Land-based gaming giant Las Vegas Sands saw revenue fall 73.1% year-on-year for the six months ended 30 June, 2020 after Q2 revenue collapsed to almost zero due to the novel coronavirus (Covid-19) pandemic.
The business made $1.88bn in revenue for the half-year,down 73.1% year-on-year. Most of this revenue came from casino, at $1.19bn. However, this figure was down 76.4% year-on-year.
Revenue from rooms fell 67.9% to $282m while food and beverage revenue fell 66.9% to $151m and mall revenue declined 55.5% to $145m.
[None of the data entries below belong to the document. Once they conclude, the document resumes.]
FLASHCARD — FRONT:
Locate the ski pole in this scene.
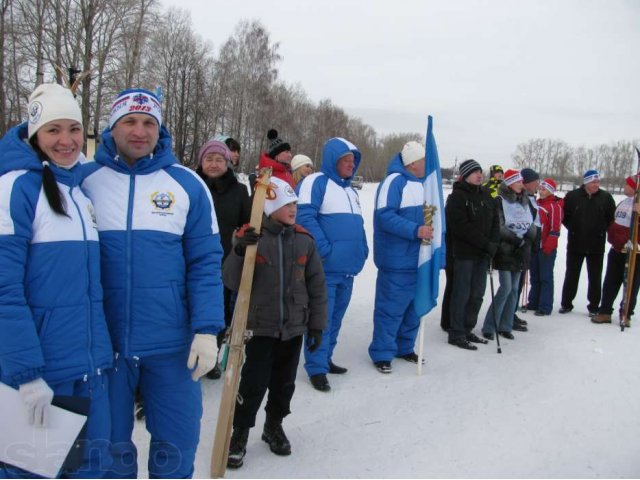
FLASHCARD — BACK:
[489,264,502,353]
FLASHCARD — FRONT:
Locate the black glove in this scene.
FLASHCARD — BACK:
[307,328,322,353]
[486,242,498,260]
[234,227,260,257]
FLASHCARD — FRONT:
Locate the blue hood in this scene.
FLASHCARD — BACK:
[321,137,361,187]
[0,122,81,186]
[387,153,426,182]
[0,122,42,175]
[95,125,178,175]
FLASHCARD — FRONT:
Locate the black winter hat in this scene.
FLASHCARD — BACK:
[267,128,291,159]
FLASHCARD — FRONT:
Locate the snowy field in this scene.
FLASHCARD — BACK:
[135,184,640,478]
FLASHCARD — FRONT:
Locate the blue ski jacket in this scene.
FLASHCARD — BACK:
[373,153,424,272]
[296,138,369,275]
[0,123,113,387]
[82,127,224,358]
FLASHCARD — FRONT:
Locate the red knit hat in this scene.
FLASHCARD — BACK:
[540,178,558,193]
[625,175,638,190]
[502,168,522,185]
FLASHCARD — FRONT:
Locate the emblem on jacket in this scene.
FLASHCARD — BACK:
[151,192,176,215]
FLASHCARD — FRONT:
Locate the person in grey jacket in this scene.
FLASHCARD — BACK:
[223,177,327,468]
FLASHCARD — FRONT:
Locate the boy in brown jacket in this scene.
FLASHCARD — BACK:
[223,177,327,468]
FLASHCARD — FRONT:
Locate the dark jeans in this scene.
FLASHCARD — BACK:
[233,335,302,428]
[598,248,640,317]
[440,257,453,330]
[449,259,489,340]
[527,250,557,315]
[562,250,604,312]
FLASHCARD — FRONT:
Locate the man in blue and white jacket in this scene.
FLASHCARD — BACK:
[369,142,433,373]
[83,89,224,478]
[296,138,369,392]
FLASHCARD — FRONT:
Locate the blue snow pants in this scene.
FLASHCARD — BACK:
[304,274,353,377]
[109,351,202,478]
[0,375,112,478]
[369,270,420,363]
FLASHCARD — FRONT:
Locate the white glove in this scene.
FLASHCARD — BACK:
[187,333,218,382]
[18,378,53,428]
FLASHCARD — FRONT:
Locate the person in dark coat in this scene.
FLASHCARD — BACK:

Convention, retail and other revenue fell 61.3% to $115m.
As the novel coronavirus (Covid-19) pandemic affected China before the US, Las Vegas Sands’ Macau revenue fell most drastically, by 80.7% to $861m. Revenue for all operators on the island fell 77.4% for the first half of the year.
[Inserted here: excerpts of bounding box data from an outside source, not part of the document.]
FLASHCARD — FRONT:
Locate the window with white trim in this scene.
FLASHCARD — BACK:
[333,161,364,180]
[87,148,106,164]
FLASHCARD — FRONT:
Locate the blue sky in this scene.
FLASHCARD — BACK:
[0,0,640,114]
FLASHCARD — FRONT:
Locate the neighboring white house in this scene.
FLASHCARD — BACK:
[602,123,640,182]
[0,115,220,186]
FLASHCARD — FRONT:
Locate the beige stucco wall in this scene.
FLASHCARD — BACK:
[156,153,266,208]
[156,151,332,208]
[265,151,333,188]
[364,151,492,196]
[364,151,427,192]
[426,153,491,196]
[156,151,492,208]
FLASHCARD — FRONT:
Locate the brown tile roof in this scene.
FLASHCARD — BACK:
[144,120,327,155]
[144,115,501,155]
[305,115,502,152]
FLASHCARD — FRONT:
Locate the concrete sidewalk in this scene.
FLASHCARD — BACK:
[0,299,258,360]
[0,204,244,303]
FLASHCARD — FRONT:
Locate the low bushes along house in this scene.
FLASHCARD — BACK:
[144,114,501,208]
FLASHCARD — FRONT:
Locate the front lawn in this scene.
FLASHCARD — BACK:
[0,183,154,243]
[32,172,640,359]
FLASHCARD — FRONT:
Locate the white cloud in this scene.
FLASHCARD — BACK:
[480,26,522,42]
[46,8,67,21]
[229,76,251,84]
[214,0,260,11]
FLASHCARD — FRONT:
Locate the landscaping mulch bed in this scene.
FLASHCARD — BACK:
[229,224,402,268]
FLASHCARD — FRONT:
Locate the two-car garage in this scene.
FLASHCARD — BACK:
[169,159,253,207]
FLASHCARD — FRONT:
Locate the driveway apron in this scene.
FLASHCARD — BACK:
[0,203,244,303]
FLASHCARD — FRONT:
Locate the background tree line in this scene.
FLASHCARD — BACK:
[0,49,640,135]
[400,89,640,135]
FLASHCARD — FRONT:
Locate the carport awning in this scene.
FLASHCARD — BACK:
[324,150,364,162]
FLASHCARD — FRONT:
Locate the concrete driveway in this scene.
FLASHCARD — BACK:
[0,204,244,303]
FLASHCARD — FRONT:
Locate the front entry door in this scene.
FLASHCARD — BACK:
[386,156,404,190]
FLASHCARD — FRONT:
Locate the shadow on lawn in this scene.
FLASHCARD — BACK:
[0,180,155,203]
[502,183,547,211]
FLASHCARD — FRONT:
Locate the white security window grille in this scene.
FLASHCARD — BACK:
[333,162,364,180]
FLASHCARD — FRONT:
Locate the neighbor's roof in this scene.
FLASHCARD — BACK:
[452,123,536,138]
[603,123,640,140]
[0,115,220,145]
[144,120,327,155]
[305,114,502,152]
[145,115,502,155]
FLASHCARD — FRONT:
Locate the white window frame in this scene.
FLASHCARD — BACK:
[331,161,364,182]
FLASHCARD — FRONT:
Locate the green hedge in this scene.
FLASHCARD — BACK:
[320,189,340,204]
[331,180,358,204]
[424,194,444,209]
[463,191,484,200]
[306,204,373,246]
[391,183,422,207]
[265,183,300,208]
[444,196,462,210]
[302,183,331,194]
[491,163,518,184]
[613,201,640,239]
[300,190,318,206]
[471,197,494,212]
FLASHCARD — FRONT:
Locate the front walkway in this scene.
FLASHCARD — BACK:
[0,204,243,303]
The Venetian Macau was the operator’s most successful property in the territory, but revenue fell 80.4% to $343m. Revenue from the Sands Cotai Central, meanwhile, fell 83.0% to $180m.
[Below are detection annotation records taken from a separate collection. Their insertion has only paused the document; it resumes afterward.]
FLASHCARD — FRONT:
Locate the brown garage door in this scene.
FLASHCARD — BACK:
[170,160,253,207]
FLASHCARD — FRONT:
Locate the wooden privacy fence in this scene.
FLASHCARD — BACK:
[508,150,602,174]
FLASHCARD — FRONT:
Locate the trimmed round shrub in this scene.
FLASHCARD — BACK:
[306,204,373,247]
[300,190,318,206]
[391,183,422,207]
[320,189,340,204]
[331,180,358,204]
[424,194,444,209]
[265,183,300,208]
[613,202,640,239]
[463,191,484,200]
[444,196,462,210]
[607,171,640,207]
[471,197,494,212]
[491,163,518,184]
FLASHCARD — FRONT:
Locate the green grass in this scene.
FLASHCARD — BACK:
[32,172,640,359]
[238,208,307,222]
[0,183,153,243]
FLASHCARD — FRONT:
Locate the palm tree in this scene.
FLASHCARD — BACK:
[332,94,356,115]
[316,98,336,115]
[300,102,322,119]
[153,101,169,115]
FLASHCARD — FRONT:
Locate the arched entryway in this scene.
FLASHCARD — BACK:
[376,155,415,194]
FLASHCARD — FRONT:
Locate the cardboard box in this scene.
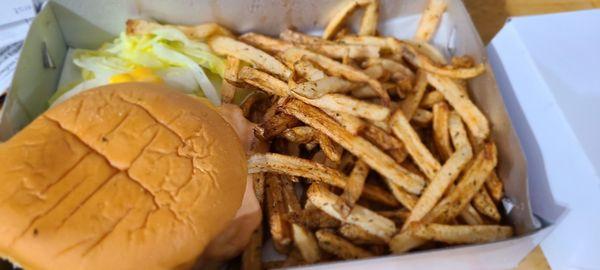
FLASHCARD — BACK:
[488,10,600,269]
[0,0,551,269]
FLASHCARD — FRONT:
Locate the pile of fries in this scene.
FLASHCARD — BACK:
[129,0,513,269]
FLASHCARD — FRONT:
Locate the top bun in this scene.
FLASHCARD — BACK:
[0,83,247,270]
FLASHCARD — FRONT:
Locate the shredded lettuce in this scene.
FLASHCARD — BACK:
[49,28,225,105]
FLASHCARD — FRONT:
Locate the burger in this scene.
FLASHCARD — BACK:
[0,82,261,270]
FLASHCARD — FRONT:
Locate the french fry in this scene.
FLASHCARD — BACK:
[485,171,504,202]
[322,0,369,39]
[419,91,445,109]
[208,36,292,80]
[316,230,373,260]
[383,178,417,209]
[266,174,292,253]
[307,183,396,240]
[361,183,400,207]
[292,77,356,99]
[315,132,344,164]
[459,203,484,225]
[472,187,501,222]
[283,100,425,194]
[241,226,263,270]
[254,113,300,141]
[340,224,386,245]
[283,178,321,263]
[408,223,513,244]
[341,160,369,209]
[282,48,390,102]
[323,109,366,135]
[400,71,428,119]
[390,110,441,179]
[291,60,326,81]
[415,0,447,42]
[410,109,433,127]
[423,143,497,223]
[286,209,341,230]
[433,102,452,160]
[358,0,379,36]
[427,74,490,140]
[125,19,233,41]
[403,147,473,229]
[281,126,316,143]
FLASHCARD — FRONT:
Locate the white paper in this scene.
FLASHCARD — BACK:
[488,10,600,269]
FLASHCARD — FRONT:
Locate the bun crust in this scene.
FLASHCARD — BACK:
[0,83,247,270]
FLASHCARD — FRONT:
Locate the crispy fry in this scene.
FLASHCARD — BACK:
[390,110,441,179]
[266,174,292,253]
[315,132,344,163]
[419,91,445,109]
[254,113,300,141]
[410,109,433,127]
[241,226,263,270]
[323,109,366,135]
[485,171,504,202]
[400,71,428,119]
[383,178,417,209]
[286,208,341,229]
[341,160,369,209]
[403,147,473,229]
[281,126,316,143]
[427,74,490,140]
[307,183,396,240]
[125,19,233,41]
[459,203,484,225]
[358,0,379,36]
[238,32,294,53]
[433,102,452,160]
[282,48,390,102]
[322,0,369,39]
[472,187,500,222]
[283,100,424,194]
[423,143,497,223]
[415,0,447,42]
[208,36,292,80]
[316,230,373,260]
[408,223,513,244]
[340,224,386,245]
[283,178,321,263]
[292,77,356,99]
[292,60,326,81]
Revenue from The Plaza Macau and Four Seasons Hotel Macau was the most stable, but still fell 71.0% to $126m while the Parisian Macau was most affected by the virus, with revenue falling 86.4% to $118m. Sands Macau revenue fell 75.2% to $76m while ferry operations revenue declined by 70.0% to $18m.
Elsewhere, the Marina Bay Sands resort in Singapore saw revenue decline 56.4% to $635m while revenue from the operator’s Las Vegas operating properties in the US fell 53.4% to $436m. In 2019, the business had also made $227m through the former Sands Bethlehem venue in Pennsylvania, which is now owned and operated by Wind Creek Hospitality. Overall revenue outside of Macau came to $1.02bn.
While operating expenses also fell drastically, by 46.3% to $2.75bn, they comfortably exceeded revenue.